ABSTRACT
Schizophrenia (Sz) is a severe mental disorder that affects ~.5% of the population worldwide and is associated
with significant increases in both disability and mortality. Disability is attributable in part to the effects of
cognitive impairments and experiential negative symptoms, while excess mortality is attributable in part to the
effects of increased suicidality early in the disorder and of negative modifiable health risk factors later in the
illness. EEG- and fMRI-based methods have been used extensively to investigate neural mechanisms, but
paradigms and methods differ extensively across groups. Small-scale studies implicate increased urgency as a
risk factor for both aggression and suicidality in schizophrenia, and of loneliness as a driver of increased health
risk but await replication in larger studies. The lack of availability of large scale, open databases that
incorporate both brain imaging and health & wellness information is thus a major barrier to scientific advance in
the field of Sz. The present study leverages the technology and data of the ongoing NIMH-funded (MH124045)
Rockland Sample II (NKI-RSII) study of normal development to create an open data set of multi-modal brain,
physiology and behavior for Sz. As the NKI-RSII, both raw and processed data will be shared online along with
analysis routines and will represent an open resource for clinical investigation.
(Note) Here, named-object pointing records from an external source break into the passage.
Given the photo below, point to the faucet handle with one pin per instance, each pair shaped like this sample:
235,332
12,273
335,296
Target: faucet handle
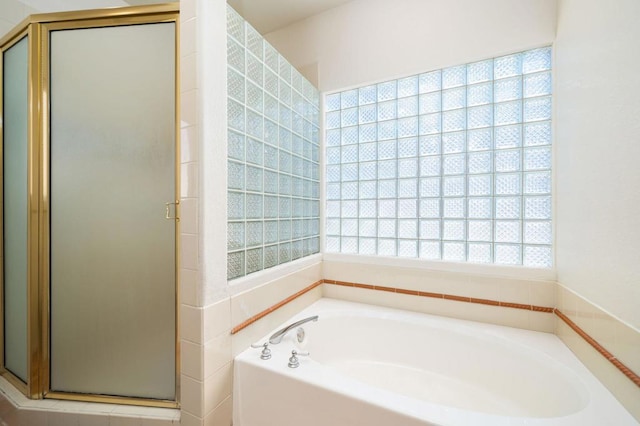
293,360
266,352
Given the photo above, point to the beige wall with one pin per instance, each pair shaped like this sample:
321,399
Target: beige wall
370,40
11,13
597,143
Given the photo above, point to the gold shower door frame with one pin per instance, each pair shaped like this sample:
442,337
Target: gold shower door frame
38,28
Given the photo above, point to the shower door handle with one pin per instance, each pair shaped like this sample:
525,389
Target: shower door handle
168,210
The NKI-RSI (n=1400) and RSII
(n=600) studies collect and share extensive neuroimaging, neurophysiological, physiological and deep
phenotyping data from a community-ascertained, cross-sectional, lifespan sample (ages 6–85 years old).
Design of NKI-RSII was guided by three major themes: 1) multimodal measurement and integration across
functional domains, 2) ecological sampling (e.g., wearables, sensors, smartphone apps), and 3) enhanced
physiological phenotyping for cardiovascular fitness and obesity. Specific multi-modal measures include task-,
resting-state (R-), and natural vision (NV-) fMRI, diffusion kurtosis imaging (DKI), and naturalistic EEG (NV-
EEG) implemented through the recently developed Mobile Body/Brain Imaging (MoBI)-EEG platform. Relative
brain age (RBA) is calculated using novel multimodal algorithms. Behavioral assessments are drawn from the
NIH Toolbox library and include measures of Companionship, Life Satisfaction and Social Distress. Impulsivity
is evaluated using the UPPS-P. Disability is evaluated using the WHO Disability Assessment Schedule.
Ecological sampling is used to supplement behavioral assessments. Consistent with NKI-RSII procedures, all
data will be shared prospectively via the International Neuroimaging Data-sharing Initiative (INDI) and the
NIMH Data Archive (NDA). Despite the extensive investment in the NKI-RSI and RSII initiatives and the goals
of eventual neuropsychiatric use, no patient data sets are presently collected. This project leverages these
resources to collect a rich data set capable of supporting integrated investigation across neural-, behavioral-
and health-related levels, and will address key hypotheses related to causes and treatment target identification
for the extensive disability and excess mortality associated with Sz.